The primary requirement in this scenario is achieving sub-second latency for a real-time analytics dashboard powered by Amazon OpenSearch Service. The current architecture uses Amazon Data Firehose, which buffers incoming records based on time or size before delivering them to the destination. A buffer interval of 60 seconds introduces unavoidable latency, making it unsuitable for near-real-time or sub-second use cases.
According to AWS documentation, reducing or eliminating buffering in Firehose is the correct approach when low-latency ingestion is required. Setting the Firehose buffer interval to zero seconds forces Firehose to deliver records as soon as they are received. Additionally, tuning the PutRecordBatch batch size allows efficient ingestion while minimizing delivery delay. This configuration is explicitly recommended for latency-sensitive analytics pipelines.
Option B is incorrect because AWS DataSync is designed for batch-oriented data transfers between storage systems, not real-time streaming. Enhanced fan-out consumers are a feature of Amazon Kinesis Data Streams, not DataSync, making this option invalid.
Option C directly contradicts the requirement. Increasing the buffer interval from 60 seconds to 120 seconds would further increase latency and degrade real-time performance.

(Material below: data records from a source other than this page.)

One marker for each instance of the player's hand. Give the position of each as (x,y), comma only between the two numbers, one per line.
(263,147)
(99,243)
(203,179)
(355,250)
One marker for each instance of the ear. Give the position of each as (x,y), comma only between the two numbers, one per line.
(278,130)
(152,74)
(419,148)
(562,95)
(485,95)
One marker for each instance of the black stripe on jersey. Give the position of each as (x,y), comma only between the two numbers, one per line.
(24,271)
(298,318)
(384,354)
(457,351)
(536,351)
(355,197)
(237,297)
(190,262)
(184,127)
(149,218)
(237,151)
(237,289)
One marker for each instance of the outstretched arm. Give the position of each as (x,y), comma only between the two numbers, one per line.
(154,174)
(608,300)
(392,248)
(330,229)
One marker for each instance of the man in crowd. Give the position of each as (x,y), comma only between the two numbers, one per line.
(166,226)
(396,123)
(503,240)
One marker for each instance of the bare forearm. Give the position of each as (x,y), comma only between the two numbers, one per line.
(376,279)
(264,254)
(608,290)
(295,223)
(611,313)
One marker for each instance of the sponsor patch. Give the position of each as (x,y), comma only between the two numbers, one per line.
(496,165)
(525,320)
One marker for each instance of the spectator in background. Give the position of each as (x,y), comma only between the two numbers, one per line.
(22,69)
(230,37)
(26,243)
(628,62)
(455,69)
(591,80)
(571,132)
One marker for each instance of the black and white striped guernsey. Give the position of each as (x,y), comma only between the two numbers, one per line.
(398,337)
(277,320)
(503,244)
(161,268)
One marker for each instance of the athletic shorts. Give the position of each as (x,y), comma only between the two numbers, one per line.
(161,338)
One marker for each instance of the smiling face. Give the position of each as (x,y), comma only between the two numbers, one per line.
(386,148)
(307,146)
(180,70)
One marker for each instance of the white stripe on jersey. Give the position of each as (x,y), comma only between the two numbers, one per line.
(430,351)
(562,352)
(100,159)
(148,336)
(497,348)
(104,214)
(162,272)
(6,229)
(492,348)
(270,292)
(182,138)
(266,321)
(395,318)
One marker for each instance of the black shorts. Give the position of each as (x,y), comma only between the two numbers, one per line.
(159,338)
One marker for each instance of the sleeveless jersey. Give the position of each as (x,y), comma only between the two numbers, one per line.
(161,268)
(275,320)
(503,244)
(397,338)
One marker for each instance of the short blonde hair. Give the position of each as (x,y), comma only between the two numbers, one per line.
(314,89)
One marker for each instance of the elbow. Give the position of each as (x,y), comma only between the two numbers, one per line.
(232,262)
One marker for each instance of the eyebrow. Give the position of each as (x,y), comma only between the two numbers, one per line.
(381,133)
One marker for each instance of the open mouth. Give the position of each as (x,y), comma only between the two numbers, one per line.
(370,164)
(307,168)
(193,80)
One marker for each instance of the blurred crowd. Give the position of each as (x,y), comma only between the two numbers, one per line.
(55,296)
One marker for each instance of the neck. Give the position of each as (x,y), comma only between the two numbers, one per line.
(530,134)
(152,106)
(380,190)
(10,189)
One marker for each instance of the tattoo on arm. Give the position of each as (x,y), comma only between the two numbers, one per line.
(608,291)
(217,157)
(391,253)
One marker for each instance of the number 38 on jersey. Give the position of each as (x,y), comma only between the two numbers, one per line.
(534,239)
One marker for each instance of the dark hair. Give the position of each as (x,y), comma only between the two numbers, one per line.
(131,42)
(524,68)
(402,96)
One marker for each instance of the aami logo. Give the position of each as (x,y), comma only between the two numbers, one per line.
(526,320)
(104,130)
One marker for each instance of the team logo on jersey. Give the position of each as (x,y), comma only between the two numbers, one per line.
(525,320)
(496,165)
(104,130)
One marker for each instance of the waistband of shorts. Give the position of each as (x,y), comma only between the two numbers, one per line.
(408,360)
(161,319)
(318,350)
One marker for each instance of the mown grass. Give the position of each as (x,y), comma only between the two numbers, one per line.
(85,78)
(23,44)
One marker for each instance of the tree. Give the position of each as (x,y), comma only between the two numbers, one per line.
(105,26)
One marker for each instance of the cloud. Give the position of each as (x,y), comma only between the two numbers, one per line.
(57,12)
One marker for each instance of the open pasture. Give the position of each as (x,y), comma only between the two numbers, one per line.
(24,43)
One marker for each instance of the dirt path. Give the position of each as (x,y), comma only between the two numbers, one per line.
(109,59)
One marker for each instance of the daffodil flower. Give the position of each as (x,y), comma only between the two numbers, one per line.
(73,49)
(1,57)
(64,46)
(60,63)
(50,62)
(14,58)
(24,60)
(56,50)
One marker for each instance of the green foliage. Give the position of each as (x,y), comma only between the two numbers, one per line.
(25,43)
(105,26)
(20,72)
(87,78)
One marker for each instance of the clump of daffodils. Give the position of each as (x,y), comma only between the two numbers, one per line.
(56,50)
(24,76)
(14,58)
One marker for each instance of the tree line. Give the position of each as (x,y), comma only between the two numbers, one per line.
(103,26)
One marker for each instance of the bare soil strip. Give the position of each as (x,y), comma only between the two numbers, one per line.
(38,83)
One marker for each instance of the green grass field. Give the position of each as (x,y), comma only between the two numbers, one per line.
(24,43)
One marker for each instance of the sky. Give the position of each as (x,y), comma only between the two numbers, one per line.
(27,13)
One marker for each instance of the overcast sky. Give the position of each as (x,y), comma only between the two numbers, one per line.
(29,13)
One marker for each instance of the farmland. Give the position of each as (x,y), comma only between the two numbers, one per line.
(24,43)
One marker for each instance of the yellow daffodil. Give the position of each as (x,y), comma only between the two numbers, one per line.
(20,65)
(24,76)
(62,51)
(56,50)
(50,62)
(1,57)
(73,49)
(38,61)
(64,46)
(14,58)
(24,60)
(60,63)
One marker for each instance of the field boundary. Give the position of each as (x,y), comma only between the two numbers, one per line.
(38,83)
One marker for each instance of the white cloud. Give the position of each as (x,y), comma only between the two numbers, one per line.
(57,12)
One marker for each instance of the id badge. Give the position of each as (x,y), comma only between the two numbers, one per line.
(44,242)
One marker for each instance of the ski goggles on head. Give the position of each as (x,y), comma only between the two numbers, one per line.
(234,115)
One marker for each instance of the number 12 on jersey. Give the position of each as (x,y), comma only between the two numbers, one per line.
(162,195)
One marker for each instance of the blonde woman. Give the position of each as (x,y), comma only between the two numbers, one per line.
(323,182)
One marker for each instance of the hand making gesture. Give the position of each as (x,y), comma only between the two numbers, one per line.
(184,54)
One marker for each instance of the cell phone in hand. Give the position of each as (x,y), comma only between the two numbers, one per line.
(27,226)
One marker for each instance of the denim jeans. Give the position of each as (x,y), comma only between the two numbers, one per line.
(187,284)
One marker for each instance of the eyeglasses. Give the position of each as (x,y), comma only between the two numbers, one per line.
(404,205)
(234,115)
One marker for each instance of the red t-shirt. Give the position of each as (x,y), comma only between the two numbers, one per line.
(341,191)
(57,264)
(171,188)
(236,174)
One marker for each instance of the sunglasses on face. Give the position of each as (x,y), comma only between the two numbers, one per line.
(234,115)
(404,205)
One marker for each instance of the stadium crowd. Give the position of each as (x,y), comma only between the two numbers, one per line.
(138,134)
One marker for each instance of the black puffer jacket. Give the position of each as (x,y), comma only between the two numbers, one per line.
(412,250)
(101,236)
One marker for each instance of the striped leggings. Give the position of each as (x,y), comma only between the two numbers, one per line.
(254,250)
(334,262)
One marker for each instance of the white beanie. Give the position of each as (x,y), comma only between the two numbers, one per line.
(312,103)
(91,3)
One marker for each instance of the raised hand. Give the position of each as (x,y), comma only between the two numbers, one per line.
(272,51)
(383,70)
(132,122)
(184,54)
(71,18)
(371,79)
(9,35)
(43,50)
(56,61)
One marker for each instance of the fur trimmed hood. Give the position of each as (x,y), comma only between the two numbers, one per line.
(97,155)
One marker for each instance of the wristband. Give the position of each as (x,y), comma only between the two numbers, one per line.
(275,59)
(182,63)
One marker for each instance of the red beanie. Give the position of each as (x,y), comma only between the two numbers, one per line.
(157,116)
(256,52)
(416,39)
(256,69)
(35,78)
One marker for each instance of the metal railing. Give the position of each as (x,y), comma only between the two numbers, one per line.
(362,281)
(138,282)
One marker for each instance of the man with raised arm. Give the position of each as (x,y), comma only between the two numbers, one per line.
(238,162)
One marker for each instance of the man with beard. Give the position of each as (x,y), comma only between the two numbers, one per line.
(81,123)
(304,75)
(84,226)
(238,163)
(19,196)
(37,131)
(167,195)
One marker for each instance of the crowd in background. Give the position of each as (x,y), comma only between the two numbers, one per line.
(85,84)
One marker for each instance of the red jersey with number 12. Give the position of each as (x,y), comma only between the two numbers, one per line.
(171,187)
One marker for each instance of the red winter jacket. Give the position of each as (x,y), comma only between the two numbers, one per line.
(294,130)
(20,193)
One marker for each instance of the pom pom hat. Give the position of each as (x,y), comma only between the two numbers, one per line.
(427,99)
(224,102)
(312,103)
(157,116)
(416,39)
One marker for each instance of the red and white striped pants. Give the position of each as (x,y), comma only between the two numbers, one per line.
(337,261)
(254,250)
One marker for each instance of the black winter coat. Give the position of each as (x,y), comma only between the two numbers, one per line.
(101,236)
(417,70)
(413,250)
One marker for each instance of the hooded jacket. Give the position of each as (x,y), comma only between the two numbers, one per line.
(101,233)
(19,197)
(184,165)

Option D is also incorrect because Amazon SQS is a message queueing service, not a streaming ingestion service optimized for indexing data into OpenSearch with minimal latency. Using SQS would add additional processing layers and would not inherently provide sub-second ingestion into OpenSearch.
Therefore, using zero buffering in the Firehose stream and tuning the PutRecordBatch batch size is the only change that aligns with AWS best practices for achieving sub-second latency in real-time analytics pipelines.